With the clamor that this brew has created in the Chicago suburbs, I wasn’t about to leave Chicago (on a recent trip) without seeking out a bottle for myself. According to the label, “Red Eye Porter is the first of our 15 archive recipes we will brew to celebrate out 15th anniversary. Red Eye debuted in the Spring of 2009 and quickly won acclaim from the public and press alike. We brewed it a second time, which was the last time we made it, in the fall of 2009. Since then it has easily become the most requested beer for us to bring back (like almost every day). So we hope you enjoy the start of our fun 2012 project.”
Bringing back beers simply on public demand? That’s good business and great PR right there. No wonder I wanna support these guys! I also wanna drink this beer. So let’s pour!
Aroma 10/12: There are definitely both elements of the coffee & porter here. The coffee is present, but more in an “iced coffee” way instead of an “Ohmygoshwejustwalkedintoacoffeehouse!” kind of way. Still a great coffee aroma, but not the embrace of fresh ground goodness, which I doubt is possible in a beer without using artificial flavorings. It mixes well with the peaty, roasted porter malts and even includes a touch of chocolate from time to time. I may be eating crow yet, because as this beer warms that authentic coffeehouse aroma becomes ever closer.
Appearance 3/3: This brew certainly has the appearance of a robust porter. It is espresso brown (a.k.a. pretty much black for all intents and purposes), but barely shows some brown/red highlights toward the very top and only when held to light. The head was smaller than average, but is a nice toasted marshmallow tan and leaves a little lacing as it fades away.
Flavor 17/20: Wow! Not what I was expecting at all. I was immediately bushwhacked by all sorts of porter-y goodness! It starts strong as that sour, peat-like porter, gives a touch of coffee grounds, and then is joined by all sorts of sweet, gooey caramel and toffee flavors (and maybe even a dark fruit or seven). Unlike the aroma, the chocolate is no longer subtle, but lends a darker sweetness to the lot and helps transition to some of the later coffee flavors. Not that the coffee flavors on the back end ever take over this dentist’s nightmare of sweetness, instead it sneaks in behind the chocolate and before you know it you’re holding a much more bitter, coffee-emphasizing beer in your mouth than when you started. Fantastic! The sweets never truly go away, so truth be told, it’s a very sweet coffee (like someone added too much sugar and no creamer), but the sweet flavors are fantastic, and I’d let someone make this coffee for me anytime. A slurp brings the coffee bitter and alcohol warmth quickly to the forefront. The aftertaste is coffee bitter (no surprise there), but also a tingle of said alcohol on the tongue and in the breath. It’s a bit of a shock since the warmth (9.2% ABV) was so well-hidden in the rest of the beer. Overall, this seems very sweet.

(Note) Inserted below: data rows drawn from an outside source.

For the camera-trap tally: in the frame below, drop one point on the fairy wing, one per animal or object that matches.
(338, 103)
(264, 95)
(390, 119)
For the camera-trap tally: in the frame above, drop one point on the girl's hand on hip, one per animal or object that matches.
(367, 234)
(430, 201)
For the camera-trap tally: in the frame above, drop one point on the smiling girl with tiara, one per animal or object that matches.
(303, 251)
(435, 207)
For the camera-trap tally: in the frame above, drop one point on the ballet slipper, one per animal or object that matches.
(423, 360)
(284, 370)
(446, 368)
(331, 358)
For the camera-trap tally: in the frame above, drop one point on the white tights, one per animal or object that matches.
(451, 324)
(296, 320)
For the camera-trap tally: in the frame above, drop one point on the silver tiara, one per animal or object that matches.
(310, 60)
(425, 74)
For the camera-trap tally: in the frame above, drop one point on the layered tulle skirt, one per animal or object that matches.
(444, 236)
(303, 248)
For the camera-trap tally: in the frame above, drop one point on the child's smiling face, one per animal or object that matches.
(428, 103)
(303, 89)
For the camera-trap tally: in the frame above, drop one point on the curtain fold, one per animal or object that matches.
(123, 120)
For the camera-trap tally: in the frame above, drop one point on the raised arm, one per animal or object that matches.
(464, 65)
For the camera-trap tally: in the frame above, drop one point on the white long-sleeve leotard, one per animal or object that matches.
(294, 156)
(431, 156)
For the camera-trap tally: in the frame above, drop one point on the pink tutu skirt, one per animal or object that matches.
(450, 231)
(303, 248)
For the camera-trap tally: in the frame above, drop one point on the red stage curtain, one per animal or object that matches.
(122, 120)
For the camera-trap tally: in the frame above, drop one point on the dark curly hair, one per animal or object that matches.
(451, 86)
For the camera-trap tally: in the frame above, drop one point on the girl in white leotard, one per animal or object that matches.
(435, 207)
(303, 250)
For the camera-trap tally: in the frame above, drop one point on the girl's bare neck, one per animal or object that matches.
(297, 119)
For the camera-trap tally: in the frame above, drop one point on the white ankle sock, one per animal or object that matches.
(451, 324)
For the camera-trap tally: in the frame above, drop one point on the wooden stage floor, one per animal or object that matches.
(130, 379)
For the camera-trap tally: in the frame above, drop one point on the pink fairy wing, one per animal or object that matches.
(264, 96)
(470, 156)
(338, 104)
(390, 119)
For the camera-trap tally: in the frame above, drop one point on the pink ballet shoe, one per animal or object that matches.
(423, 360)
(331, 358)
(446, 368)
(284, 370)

Mouthfeel 5/5: A medium-bodied brew with a non-distracting level of carbonation. I’m surprised that the beer doesn’t feel thicker in the mouth given the high level of sugars present. They really did an excellent job of making that happen and not erring one way or another with the carbonation. Spot on. The warmth is really only present during a slurp or in the aftertaste so Two Brothers get top marks for camouflaging (yet not completely hiding) their alcohol as well.
Overall Impression 8/10: A lot sweeter than I thought it would be and a lot sweeter than most porters I’ve had, excepting some of the flavored varieties (maple, etc). Not that porters can’t be on the sweeter side, but this seemed to take every sweet porter characteristic and include it in a single bottle. Even with that sweetness, Two Brothers managed to make the coffee flavors come through in a way that didn’t take over the beer and included some excellent technical aspects as well.
Total 44/50: Still a very respectable score for Two Brothers. My only real qualms with the beer were an initially weak aroma (I went back and changed the score after the beer warmed), which is more my fault than theirs, and a beer that was a bit sweet for my taste. I feel it would’ve been easy for Two Brothers (@TwoBrothersBeer) to not only make a more balanced, attenuated porter, but they even had the coffee at their disposal to assist them in balancing the bitter and the sweet. I suppose there is an effort made, as the aftertaste is mostly bitter to counter the sweetness of earlier portions, but it comes “too little, too late.” Does that make this a bad beer? Hell no. I’m now wishing I had bought more than one bottle when I was in the Chicago area. I’m sure this beer’s sweetness could help convert some folks ready to move on to darker beers.
I’m torn. All these sweet flavors make a very tasty, complex beer, which is great to examine on a technical aspect, but a little harder to drink “mindlessly” and just enjoy the taste. If you like a sweeter porter, you can’t let this pass you by in the craft beer aisle. If you like a more balanced porter, you could still give this a try, but only if you want to be impressed my the myriad of flavors they’ve managed to shoehorn into this bomber bottle. I’m impressed, but one is probably enough for me. Cheers to Two Brothers! See you at the Hop Juice Festival!